Quant à la lettre à bordure noire, elle portait simplement cette adresse :

« À ouvrir le 1er août 1786. »

Aurore lut ces deux suscriptions.

Elle se leva, alla pousser le verrou de la porte et, pleine d’une vague et mystérieuse émotion, elle vint se rasseoir devant ce petit bureau sur lequel le vieux Benjamin avait posé le coffret.

Elle ouvrit la lettre.

« Mon enfant, disait celle qui, depuis longtemps, avait quitté la terre, si tu lis ces lignes, c’est que tu seras vraiment la fille de mon cœur, comme tu es déjà celle de mes entrailles.

« Par conséquent, je puis et je dois tout te dire. Tu trouveras dans la cassette qui renfermera cette lettre un pli volumineux. C’est l’histoire de mon martyre. Je meurs empoisonnée, mon enfant. Depuis deux années, on a mêlé à mes aliments un poison lent et sûr qui a tué mon corps peu à peu, comme l’on avait déjà tué mon âme. Ouvre ce manuscrit, lis-le, et tu sauras l’histoire de ta malheureuse mère et le nom de son assassin.

« Mon enfant, ma fille chérie, avant de te dire un dernier adieu, laisse-moi te charger d’un devoir.

« Il y a de par le monde un être à qui tu tiens par les liens du sang, une fille qui aura dix-neuf ans quand tu en auras dix-huit.

« Cette fille, c’est ta sœur… »

 

À ces mots, Aurore s’interrompit brusquement et jeta un cri, en même temps que la lettre qu’elle tenait lui échappait des mains.

Une sœur ! elle avait une sœur !

Et elle courut à un gland de sonnette et le secoua avec une précipitation fiévreuse. Tout aussitôt, la porte s’ouvrit. C’était Benjamin, le vieux valet, qui, prévoyant sans doute que la comtesse n’irait pas jusqu’au bout de sa lecture sans avoir besoin de le questionner, était resté dans l’antichambre.

– Me voici, mademoiselle, dit-il.

Aurore avait le visage baigné de larmes.

Elle courut au vieux domestique.

– Parle, dit-elle, parle !

– Que voulez-vous savoir ? fit-il avec émotion.

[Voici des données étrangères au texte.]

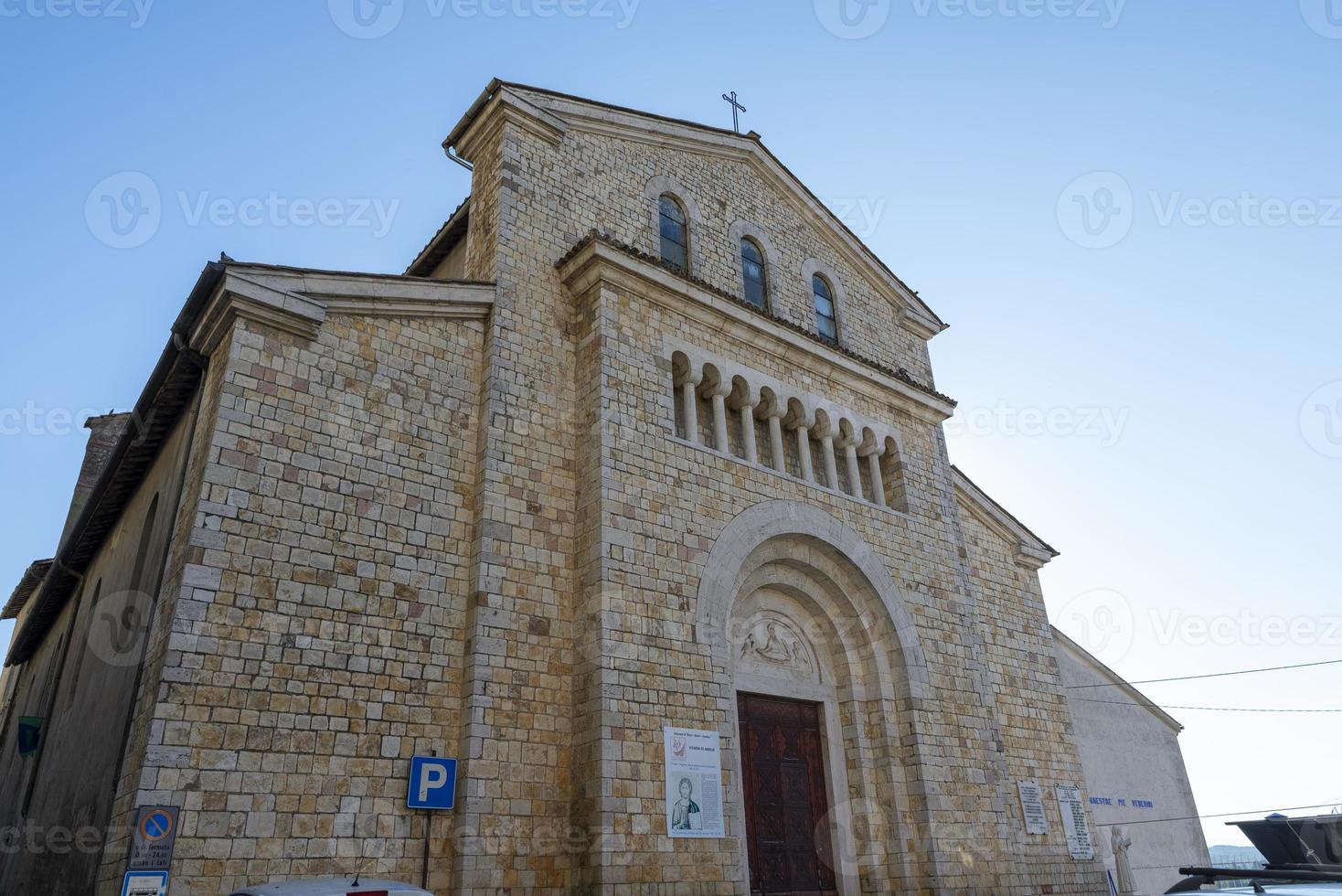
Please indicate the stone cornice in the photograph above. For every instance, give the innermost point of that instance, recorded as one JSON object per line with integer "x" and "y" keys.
{"x": 552, "y": 114}
{"x": 509, "y": 108}
{"x": 600, "y": 259}
{"x": 300, "y": 301}
{"x": 1028, "y": 549}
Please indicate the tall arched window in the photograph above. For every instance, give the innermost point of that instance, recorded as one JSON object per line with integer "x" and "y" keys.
{"x": 676, "y": 234}
{"x": 753, "y": 274}
{"x": 823, "y": 296}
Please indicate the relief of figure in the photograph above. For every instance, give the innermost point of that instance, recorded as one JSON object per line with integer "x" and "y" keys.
{"x": 1122, "y": 864}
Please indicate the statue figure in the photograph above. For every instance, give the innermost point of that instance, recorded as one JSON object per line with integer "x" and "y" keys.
{"x": 1122, "y": 864}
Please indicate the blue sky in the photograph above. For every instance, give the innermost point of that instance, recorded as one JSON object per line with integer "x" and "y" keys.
{"x": 1129, "y": 212}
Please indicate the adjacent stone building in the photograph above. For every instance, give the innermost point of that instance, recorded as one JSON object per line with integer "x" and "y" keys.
{"x": 644, "y": 437}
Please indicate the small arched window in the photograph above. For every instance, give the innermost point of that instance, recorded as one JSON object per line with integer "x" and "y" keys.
{"x": 823, "y": 296}
{"x": 676, "y": 234}
{"x": 753, "y": 274}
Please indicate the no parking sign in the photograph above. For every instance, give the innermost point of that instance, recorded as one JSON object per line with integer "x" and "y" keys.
{"x": 154, "y": 837}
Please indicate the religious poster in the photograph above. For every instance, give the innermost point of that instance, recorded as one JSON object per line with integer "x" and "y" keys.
{"x": 694, "y": 784}
{"x": 1074, "y": 823}
{"x": 1032, "y": 806}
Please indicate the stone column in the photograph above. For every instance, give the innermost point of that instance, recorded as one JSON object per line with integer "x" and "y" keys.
{"x": 780, "y": 462}
{"x": 825, "y": 433}
{"x": 688, "y": 387}
{"x": 804, "y": 453}
{"x": 719, "y": 393}
{"x": 745, "y": 407}
{"x": 874, "y": 468}
{"x": 849, "y": 453}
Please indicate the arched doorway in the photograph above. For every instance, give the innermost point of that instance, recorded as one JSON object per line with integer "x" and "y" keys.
{"x": 823, "y": 671}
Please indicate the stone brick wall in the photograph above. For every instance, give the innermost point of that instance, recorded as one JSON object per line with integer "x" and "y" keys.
{"x": 648, "y": 508}
{"x": 484, "y": 539}
{"x": 1021, "y": 667}
{"x": 317, "y": 625}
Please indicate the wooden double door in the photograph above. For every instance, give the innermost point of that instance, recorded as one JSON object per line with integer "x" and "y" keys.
{"x": 784, "y": 789}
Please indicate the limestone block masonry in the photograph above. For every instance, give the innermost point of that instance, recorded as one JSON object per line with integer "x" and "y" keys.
{"x": 427, "y": 514}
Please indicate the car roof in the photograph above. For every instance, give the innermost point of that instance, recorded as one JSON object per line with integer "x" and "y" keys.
{"x": 1290, "y": 890}
{"x": 329, "y": 887}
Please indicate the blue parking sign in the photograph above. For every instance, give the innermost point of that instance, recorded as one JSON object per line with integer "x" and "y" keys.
{"x": 432, "y": 784}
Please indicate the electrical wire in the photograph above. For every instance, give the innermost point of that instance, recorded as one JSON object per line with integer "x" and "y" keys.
{"x": 1212, "y": 675}
{"x": 1219, "y": 815}
{"x": 1163, "y": 706}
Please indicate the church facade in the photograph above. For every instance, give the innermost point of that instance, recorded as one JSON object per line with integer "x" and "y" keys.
{"x": 644, "y": 442}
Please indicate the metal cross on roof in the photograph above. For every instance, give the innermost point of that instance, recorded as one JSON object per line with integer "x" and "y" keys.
{"x": 736, "y": 111}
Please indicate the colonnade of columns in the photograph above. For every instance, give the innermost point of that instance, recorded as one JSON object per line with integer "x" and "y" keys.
{"x": 808, "y": 428}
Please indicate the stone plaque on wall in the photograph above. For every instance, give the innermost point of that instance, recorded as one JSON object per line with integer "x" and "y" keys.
{"x": 1032, "y": 807}
{"x": 1074, "y": 823}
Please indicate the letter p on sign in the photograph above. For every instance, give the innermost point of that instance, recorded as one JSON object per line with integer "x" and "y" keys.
{"x": 432, "y": 784}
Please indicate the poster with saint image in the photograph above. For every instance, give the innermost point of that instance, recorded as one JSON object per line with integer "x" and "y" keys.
{"x": 694, "y": 784}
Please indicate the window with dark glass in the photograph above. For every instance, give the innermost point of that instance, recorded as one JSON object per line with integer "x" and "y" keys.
{"x": 825, "y": 301}
{"x": 676, "y": 235}
{"x": 751, "y": 269}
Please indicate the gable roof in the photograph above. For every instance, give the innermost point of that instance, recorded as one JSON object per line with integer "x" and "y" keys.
{"x": 550, "y": 112}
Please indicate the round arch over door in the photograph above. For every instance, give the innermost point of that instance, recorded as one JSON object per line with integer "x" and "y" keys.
{"x": 797, "y": 608}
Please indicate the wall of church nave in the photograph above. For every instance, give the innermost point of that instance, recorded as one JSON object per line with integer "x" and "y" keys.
{"x": 1028, "y": 698}
{"x": 317, "y": 632}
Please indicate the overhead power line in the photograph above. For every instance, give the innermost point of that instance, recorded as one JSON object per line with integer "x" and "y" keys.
{"x": 1219, "y": 815}
{"x": 1210, "y": 675}
{"x": 1163, "y": 706}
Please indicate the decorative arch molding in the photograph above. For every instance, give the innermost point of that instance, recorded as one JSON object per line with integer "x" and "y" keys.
{"x": 726, "y": 571}
{"x": 809, "y": 269}
{"x": 653, "y": 192}
{"x": 796, "y": 605}
{"x": 742, "y": 229}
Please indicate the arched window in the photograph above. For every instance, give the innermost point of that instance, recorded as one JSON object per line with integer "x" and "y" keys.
{"x": 823, "y": 296}
{"x": 753, "y": 274}
{"x": 676, "y": 234}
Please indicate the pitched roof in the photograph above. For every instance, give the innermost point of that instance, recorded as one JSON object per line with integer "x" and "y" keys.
{"x": 1028, "y": 545}
{"x": 1118, "y": 682}
{"x": 556, "y": 111}
{"x": 27, "y": 585}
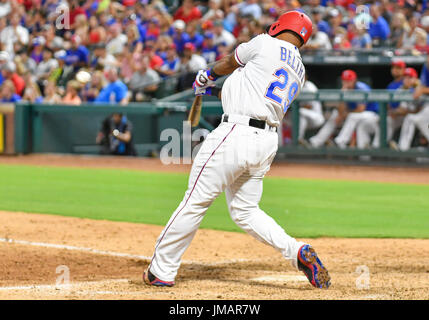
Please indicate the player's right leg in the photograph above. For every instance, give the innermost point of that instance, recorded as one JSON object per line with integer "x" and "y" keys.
{"x": 208, "y": 178}
{"x": 243, "y": 202}
{"x": 325, "y": 132}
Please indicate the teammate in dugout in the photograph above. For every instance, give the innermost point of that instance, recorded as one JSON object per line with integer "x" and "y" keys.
{"x": 395, "y": 116}
{"x": 419, "y": 120}
{"x": 351, "y": 114}
{"x": 267, "y": 74}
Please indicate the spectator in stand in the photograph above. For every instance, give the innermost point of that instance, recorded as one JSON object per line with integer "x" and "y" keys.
{"x": 180, "y": 37}
{"x": 209, "y": 51}
{"x": 379, "y": 28}
{"x": 9, "y": 73}
{"x": 362, "y": 39}
{"x": 102, "y": 59}
{"x": 397, "y": 71}
{"x": 7, "y": 92}
{"x": 77, "y": 56}
{"x": 421, "y": 44}
{"x": 187, "y": 12}
{"x": 221, "y": 35}
{"x": 37, "y": 52}
{"x": 318, "y": 41}
{"x": 194, "y": 37}
{"x": 22, "y": 61}
{"x": 51, "y": 95}
{"x": 115, "y": 92}
{"x": 214, "y": 12}
{"x": 250, "y": 7}
{"x": 190, "y": 64}
{"x": 144, "y": 82}
{"x": 409, "y": 40}
{"x": 15, "y": 33}
{"x": 399, "y": 28}
{"x": 116, "y": 40}
{"x": 45, "y": 67}
{"x": 72, "y": 93}
{"x": 134, "y": 43}
{"x": 32, "y": 91}
{"x": 172, "y": 63}
{"x": 321, "y": 24}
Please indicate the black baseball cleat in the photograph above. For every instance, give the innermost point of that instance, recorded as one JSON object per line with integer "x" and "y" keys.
{"x": 151, "y": 280}
{"x": 310, "y": 264}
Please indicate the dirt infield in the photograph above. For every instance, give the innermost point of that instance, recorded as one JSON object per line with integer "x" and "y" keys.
{"x": 218, "y": 265}
{"x": 106, "y": 259}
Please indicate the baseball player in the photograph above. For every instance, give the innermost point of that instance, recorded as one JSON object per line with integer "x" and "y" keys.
{"x": 267, "y": 74}
{"x": 419, "y": 120}
{"x": 353, "y": 113}
{"x": 395, "y": 117}
{"x": 310, "y": 112}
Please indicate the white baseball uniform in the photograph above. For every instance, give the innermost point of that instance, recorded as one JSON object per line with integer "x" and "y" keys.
{"x": 310, "y": 118}
{"x": 411, "y": 121}
{"x": 235, "y": 156}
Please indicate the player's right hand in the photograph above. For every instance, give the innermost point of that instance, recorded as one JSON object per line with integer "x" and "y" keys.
{"x": 204, "y": 79}
{"x": 201, "y": 91}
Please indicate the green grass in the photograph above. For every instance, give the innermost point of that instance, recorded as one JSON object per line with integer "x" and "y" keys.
{"x": 304, "y": 208}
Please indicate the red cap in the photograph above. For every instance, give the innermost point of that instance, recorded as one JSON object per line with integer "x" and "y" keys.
{"x": 399, "y": 63}
{"x": 410, "y": 72}
{"x": 295, "y": 21}
{"x": 348, "y": 75}
{"x": 207, "y": 25}
{"x": 190, "y": 46}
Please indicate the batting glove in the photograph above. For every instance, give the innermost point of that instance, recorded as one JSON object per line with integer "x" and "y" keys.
{"x": 199, "y": 91}
{"x": 205, "y": 79}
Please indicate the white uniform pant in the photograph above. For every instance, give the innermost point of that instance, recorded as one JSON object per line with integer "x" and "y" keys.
{"x": 234, "y": 158}
{"x": 392, "y": 125}
{"x": 411, "y": 121}
{"x": 309, "y": 119}
{"x": 353, "y": 120}
{"x": 326, "y": 131}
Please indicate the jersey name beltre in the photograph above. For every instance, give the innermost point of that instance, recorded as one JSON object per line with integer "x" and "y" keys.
{"x": 293, "y": 61}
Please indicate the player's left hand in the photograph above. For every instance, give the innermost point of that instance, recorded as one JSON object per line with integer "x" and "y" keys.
{"x": 207, "y": 91}
{"x": 204, "y": 79}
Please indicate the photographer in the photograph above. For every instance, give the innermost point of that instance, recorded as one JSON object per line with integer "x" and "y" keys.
{"x": 115, "y": 136}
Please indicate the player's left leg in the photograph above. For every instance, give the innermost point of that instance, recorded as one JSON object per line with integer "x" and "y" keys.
{"x": 243, "y": 202}
{"x": 407, "y": 132}
{"x": 364, "y": 130}
{"x": 350, "y": 125}
{"x": 422, "y": 122}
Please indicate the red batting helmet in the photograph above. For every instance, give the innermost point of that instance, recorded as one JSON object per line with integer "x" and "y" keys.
{"x": 349, "y": 75}
{"x": 295, "y": 21}
{"x": 411, "y": 72}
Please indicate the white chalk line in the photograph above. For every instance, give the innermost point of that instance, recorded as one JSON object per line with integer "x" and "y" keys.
{"x": 62, "y": 287}
{"x": 115, "y": 254}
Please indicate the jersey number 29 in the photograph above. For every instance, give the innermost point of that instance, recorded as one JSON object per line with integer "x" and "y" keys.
{"x": 286, "y": 100}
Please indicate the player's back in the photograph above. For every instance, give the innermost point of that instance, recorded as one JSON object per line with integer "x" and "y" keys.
{"x": 270, "y": 78}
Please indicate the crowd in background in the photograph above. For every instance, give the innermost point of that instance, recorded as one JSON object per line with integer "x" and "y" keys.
{"x": 129, "y": 47}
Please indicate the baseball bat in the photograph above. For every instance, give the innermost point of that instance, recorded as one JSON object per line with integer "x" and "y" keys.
{"x": 195, "y": 112}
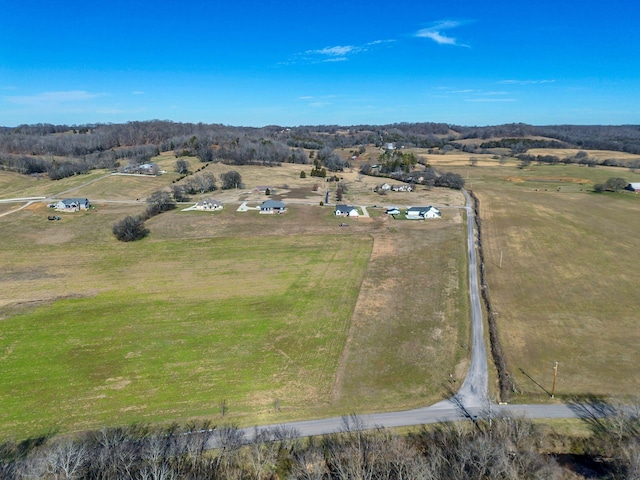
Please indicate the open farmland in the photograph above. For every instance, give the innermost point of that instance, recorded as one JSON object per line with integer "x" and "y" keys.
{"x": 566, "y": 290}
{"x": 559, "y": 263}
{"x": 250, "y": 311}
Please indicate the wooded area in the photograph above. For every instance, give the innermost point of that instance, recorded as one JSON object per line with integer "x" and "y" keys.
{"x": 62, "y": 150}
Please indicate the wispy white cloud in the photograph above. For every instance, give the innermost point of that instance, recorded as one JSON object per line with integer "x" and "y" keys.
{"x": 338, "y": 53}
{"x": 525, "y": 82}
{"x": 435, "y": 32}
{"x": 52, "y": 98}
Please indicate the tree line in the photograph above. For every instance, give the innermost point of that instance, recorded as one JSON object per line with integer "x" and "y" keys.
{"x": 490, "y": 446}
{"x": 61, "y": 151}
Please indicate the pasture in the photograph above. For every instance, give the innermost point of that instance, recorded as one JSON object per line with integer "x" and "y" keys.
{"x": 559, "y": 264}
{"x": 273, "y": 317}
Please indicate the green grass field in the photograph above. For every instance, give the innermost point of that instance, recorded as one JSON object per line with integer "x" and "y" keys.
{"x": 237, "y": 307}
{"x": 166, "y": 330}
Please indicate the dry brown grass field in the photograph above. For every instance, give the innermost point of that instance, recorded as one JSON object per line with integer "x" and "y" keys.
{"x": 560, "y": 269}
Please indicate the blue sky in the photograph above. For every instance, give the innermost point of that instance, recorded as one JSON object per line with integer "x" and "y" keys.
{"x": 290, "y": 63}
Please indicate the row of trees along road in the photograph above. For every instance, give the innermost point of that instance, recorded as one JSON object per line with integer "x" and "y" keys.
{"x": 490, "y": 447}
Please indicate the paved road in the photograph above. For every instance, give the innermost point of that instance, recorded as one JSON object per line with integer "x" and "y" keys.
{"x": 473, "y": 392}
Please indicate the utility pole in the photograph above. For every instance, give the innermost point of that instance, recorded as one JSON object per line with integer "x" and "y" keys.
{"x": 555, "y": 374}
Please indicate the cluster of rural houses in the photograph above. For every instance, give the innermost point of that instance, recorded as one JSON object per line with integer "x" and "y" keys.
{"x": 267, "y": 207}
{"x": 385, "y": 187}
{"x": 71, "y": 204}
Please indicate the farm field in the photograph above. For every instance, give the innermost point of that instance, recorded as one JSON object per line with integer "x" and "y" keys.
{"x": 268, "y": 316}
{"x": 565, "y": 291}
{"x": 559, "y": 268}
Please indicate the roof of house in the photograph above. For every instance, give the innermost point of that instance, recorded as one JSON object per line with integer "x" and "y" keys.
{"x": 272, "y": 204}
{"x": 69, "y": 201}
{"x": 421, "y": 210}
{"x": 345, "y": 208}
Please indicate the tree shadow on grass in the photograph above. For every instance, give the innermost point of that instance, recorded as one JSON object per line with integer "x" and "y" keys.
{"x": 535, "y": 382}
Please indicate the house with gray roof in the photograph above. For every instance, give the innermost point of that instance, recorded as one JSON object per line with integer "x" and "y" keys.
{"x": 272, "y": 206}
{"x": 422, "y": 213}
{"x": 72, "y": 204}
{"x": 346, "y": 211}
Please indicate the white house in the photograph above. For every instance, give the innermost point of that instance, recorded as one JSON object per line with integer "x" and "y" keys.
{"x": 72, "y": 204}
{"x": 422, "y": 213}
{"x": 272, "y": 206}
{"x": 346, "y": 211}
{"x": 392, "y": 211}
{"x": 208, "y": 204}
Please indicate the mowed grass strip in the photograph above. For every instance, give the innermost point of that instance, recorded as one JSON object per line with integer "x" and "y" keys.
{"x": 166, "y": 330}
{"x": 561, "y": 273}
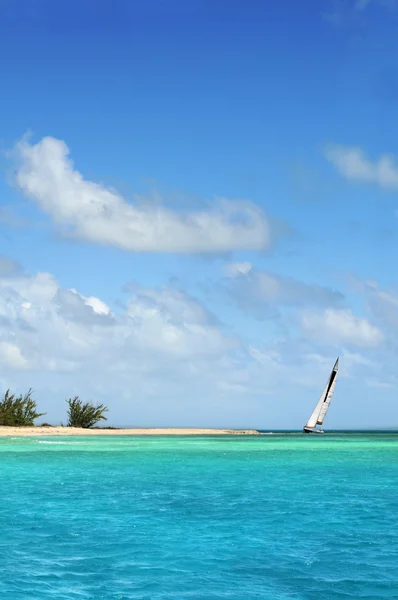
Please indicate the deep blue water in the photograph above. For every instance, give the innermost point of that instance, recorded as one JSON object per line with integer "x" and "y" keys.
{"x": 270, "y": 517}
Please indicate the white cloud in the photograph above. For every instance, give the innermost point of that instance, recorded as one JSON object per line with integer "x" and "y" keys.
{"x": 262, "y": 293}
{"x": 163, "y": 359}
{"x": 340, "y": 326}
{"x": 11, "y": 355}
{"x": 100, "y": 215}
{"x": 352, "y": 163}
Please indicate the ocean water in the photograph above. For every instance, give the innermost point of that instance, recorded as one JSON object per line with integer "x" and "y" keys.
{"x": 274, "y": 517}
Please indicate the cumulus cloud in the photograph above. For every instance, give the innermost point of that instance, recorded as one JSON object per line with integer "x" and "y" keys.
{"x": 352, "y": 163}
{"x": 341, "y": 326}
{"x": 162, "y": 358}
{"x": 92, "y": 212}
{"x": 263, "y": 293}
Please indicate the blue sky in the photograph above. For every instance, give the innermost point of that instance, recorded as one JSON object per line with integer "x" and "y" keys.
{"x": 216, "y": 184}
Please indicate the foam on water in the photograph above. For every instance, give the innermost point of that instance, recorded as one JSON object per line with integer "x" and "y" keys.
{"x": 242, "y": 518}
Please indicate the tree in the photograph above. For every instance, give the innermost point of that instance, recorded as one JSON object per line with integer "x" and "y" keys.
{"x": 84, "y": 414}
{"x": 20, "y": 411}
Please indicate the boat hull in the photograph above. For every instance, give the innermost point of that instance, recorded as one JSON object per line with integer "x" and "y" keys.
{"x": 311, "y": 430}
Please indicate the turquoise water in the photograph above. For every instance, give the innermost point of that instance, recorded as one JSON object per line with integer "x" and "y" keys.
{"x": 273, "y": 517}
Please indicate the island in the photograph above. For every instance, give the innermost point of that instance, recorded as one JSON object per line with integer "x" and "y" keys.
{"x": 58, "y": 430}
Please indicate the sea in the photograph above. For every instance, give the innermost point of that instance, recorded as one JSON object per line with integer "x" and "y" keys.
{"x": 278, "y": 516}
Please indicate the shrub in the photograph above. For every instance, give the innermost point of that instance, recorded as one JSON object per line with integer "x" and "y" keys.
{"x": 84, "y": 414}
{"x": 20, "y": 411}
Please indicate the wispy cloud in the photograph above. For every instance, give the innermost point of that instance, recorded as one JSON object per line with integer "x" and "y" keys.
{"x": 92, "y": 212}
{"x": 341, "y": 326}
{"x": 263, "y": 293}
{"x": 353, "y": 164}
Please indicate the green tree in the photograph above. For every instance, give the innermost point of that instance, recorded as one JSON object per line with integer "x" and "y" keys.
{"x": 18, "y": 411}
{"x": 84, "y": 414}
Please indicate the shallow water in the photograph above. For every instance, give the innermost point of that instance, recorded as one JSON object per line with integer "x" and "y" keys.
{"x": 271, "y": 517}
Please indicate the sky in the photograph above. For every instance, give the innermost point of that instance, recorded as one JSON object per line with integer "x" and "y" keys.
{"x": 198, "y": 209}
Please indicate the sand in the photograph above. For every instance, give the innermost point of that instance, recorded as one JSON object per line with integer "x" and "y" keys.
{"x": 35, "y": 431}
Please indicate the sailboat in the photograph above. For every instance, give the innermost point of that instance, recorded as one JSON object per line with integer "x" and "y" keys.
{"x": 322, "y": 406}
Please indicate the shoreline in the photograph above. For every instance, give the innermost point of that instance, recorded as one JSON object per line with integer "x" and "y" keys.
{"x": 61, "y": 431}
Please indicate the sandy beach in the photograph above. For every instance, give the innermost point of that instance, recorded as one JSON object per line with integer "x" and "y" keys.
{"x": 34, "y": 431}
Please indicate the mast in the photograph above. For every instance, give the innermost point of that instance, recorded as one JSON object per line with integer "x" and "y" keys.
{"x": 322, "y": 406}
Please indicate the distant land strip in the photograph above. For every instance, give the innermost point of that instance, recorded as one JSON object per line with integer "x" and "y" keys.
{"x": 49, "y": 431}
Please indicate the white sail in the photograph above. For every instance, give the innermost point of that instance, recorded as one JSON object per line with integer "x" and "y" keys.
{"x": 322, "y": 406}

– Pourquoi ne m’avez-vous jamais dit, ni toi ni mon père, que j’avais une sœur ?…

– Vous en aviez une, mademoiselle.

– J’en avais… une ?… Elle est donc morte ?

– Je ne sais pas.

– Benjamin, Benjamin, s’écria la jeune fille, j’ai lu les deux lettres de ma mère… je veux tout savoir.

– Avez-vous lu la seconde jusqu’au bout ? demanda-t-il.

Aurore tressaillit.

– Non, dit-elle.

– Alors, lisez-la.

Elle ramassa la lettre qui gisait sur le parquet et reprit sa lecture.

« Tu as une sœur. Cette sœur, on a voulu la frapper comme moi. Un homme dévoué l’a sauvée. Parviendra-t-il à la soustraire aux bourreaux de ta mère ? Hélas ! je l’ai demandé à Dieu avec ferveur et les mains jointes.

« Quand ces lignes te parviendront, où sera-t-elle ? Dieu seul le sait !

« Mais si tu es forte, mon enfant, si tu es courageuse et vaillante, mets-toi à sa recherche et protège-la.

« Adieu, au revoir plutôt. Je vais t’attendre dans le ciel.

« Ta mère »

« GRETCHEN. »

– Ainsi donc, j’ai une sœur ? répéta Aurore en regardant Benjamin. Pourquoi mon père ne m’en a-t-il jamais parlé ?

Un amer sourire passa sur les lèvres du vieillard.

– Parce qu’il la croit morte, dit-il.

– Morte !

– Et c’est bien heureux… acheva-t-il en baissant la voix.

Aurore pâlit et se prit à trembler.

Maintenant, elle pressentait quelque horrible révélation et n’osait plus questionner Benjamin.

Elle avait pris dans ses mains fiévreuses cette volumineuse enveloppe qui contenait le secret de la mort de sa mère et le nom de son assassin.

Elle la tournait et la retournait, posant parfois ses doigts sur le cachet de cire noire et les retirant avec précipitation, comme si ce cachet les eût brûlés.

Elle voulait et n’osait l’ouvrir.

Enfin, ses regards tombèrent tout à coup sur ce médaillon qui d’abord avait attiré son attention. Et, le prenant :

– Benjamin, dit-elle, quel est ce portrait ?

– Ce portrait ! répondit-il ; mais vous ne le devinez donc pas ?

Elle le regarda avec anxiété.

– C’est votre mère, acheva-t-il d’une voix émue. La comtesse jeta un cri.

– Ah ! dit-elle, alors je puis t’affirmer que ma sœur n’est pas morte !

Et, cette fois, elle rompit le cachet de l’enveloppe et en retira le volumineux manuscrit.

Il était tracé d’une main courante, fine, un peu pointue, et qui trahissait l’habitude d’écrire l’allemand.

Et la jeune fille se replongea dans le fauteuil où elle était assise tout à l’heure, et se mit à dévorer ces pages qui lui devaient apprendre tant de choses.

Quant au vieux Benjamin, il s’était de nouveau retiré sur la pointe du pied.